Lesson 3 - Creating the Map

Tools and Techniques

In this lesson you will learn how to access a database in Browse mode. We'll also look at navigating browse sublists, making multiple selections from a browse list, and changing databases.
 
 

Browse mode

Browsing is probably the easiest way to get an introduction to these databases. One of the major advantages of browsing is that it does not require any knowledge of database structure or content. It is particularly useful when you're not quite sure what you are looking for or what it might be called, or for general discovery. The large number of hypertext links between objects make it possible to arrive at a particular destination via many alternative paths.

Browsing is list-driven - you make one or more selections from a list to narrow things down. It does not require constructing a query. The screen interface for browse mode is different for databases using older (prior to version 4) versions of the ACEDB software, so don't be surprised if you encounter a slightly different look as you venture into some of the other databases.

Describing the mapping study

All of the databases use the class "Map" to describe a single linkage group (chromosome). Other classes may be used to provide additional background information on the construction of the genetic map, such as the size and nature of the mapping population, the algorithms used, bibliographic references, even the raw mapping data. This background data can help you assess the quality of the study and direct you to a full account or a colleague to contact. The mapping study may be called by different names - some of the names currently in use include Map_Data, Experiment, Genetic_map, and About_*_Maps (where the * is the study name).

Example 3.1- The databases below have examples that illustrate how and where you might find information about genetic mapping studies. Investigate as many as you like!

TreeGenes
If you have a TreeGenes Database comment or question contact Kim Marshall, Curator.

SolGenes
The SolGenes Database project is currently inactive.

Describing the mapping population

When making a genetic map, two genetically different parents should be chosen because it is only those markers that differ between the two parents which will yield useful information for the map. Some common mapping population structures include selfing the resulting F1 (first generation) progeny to create an F2 population, continued selfing of the resulting F1 progeny for several generations to create an RI (recombinant inbred) population, crossing the F1 progeny back to one of the original parents to create a BC1 (first generation backcross) population, or collecting anthers from the F1 plants and growing them in culture so that these haploid cells undergo chromosome doubling, creating a DH (doubled haploid) population. These different types of populations vary in the time and effort they take to construct and the amount of information provided by each individual. For example, in a backcross or doubled haploid population, each individual represents meiotic events in just one of the parents, whereas an F2 individual represents gametes from both parents.

Just like the mapping study, information about the mapping population may be found under a variety of different classes, including Map_Data, Panel_of_Stocks and Mapping_population. Facts you might find about the mapping population include the size, the parents, and the structure of the population (F2, Recombinant Inbred, etc.).

Some databases break this information out into its own class, others store mapping population details in the same record with general mapping study information.

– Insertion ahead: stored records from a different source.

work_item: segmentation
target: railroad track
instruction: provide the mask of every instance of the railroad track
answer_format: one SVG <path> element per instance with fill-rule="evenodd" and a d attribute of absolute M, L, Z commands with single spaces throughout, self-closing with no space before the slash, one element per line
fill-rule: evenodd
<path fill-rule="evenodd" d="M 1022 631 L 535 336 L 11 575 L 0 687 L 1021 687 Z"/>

The examples below will show you two different databases which have separate classes just for the mapping population, but if you can't find this type of information in your favorite database, remember that many databases, for example, SolGenes, RiceGenes and GrainGenes, store population information in with the general mapping study information, in these cases in the Map_Data record.

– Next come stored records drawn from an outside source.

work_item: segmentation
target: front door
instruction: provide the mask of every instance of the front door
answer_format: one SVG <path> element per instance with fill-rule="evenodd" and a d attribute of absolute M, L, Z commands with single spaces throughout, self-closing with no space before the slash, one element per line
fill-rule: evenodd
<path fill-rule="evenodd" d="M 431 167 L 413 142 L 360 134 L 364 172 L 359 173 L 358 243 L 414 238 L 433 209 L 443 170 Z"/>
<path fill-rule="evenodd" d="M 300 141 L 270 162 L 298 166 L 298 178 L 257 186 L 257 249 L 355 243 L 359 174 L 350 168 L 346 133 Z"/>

Example 3.2 - The databases below have examples that illustrate how and where you might find information about genetic mapping populations. Investigate as many as you like!

GrainGenes
If you have a GrainGenes Database comment or question contact Victoria Carollo, Curator.

MaizeDB
If you have a MaizeDB Database comment or question contact Mary Polacco, Curator.
 
 

Describing the mapping data

Once the mapping population has been created, the parents and each progeny are tested with a number of different molecular markers. These may be RFLPs, RAPD, microsatellites, isozymes...any kind of technique that can reliably and repeatedly detect the same difference between individuals can be used. At each marker, the progeny genotype is scored. Say, for example, the maternal parent has allele A at marker 1 and allele B at marker 2. The paternal parent has allele Y at marker 1 and allele Z at marker 2. If marker 1 and 2 are located close together on the same chromosome, then in most of the offspring, alleles A and B will appear together, or Y and Z will appear together, because a recombination event in the parents would be uncommon (since the markers are close together). So, by seeing how often alleles A and B (or Y and Z) appear together, one gets an estimate of how likely a recombination event between them is, and thus an estimate of the genetic distance between the two markers. Because the mapping data set is quite large, computer programs must be used to do these calculations.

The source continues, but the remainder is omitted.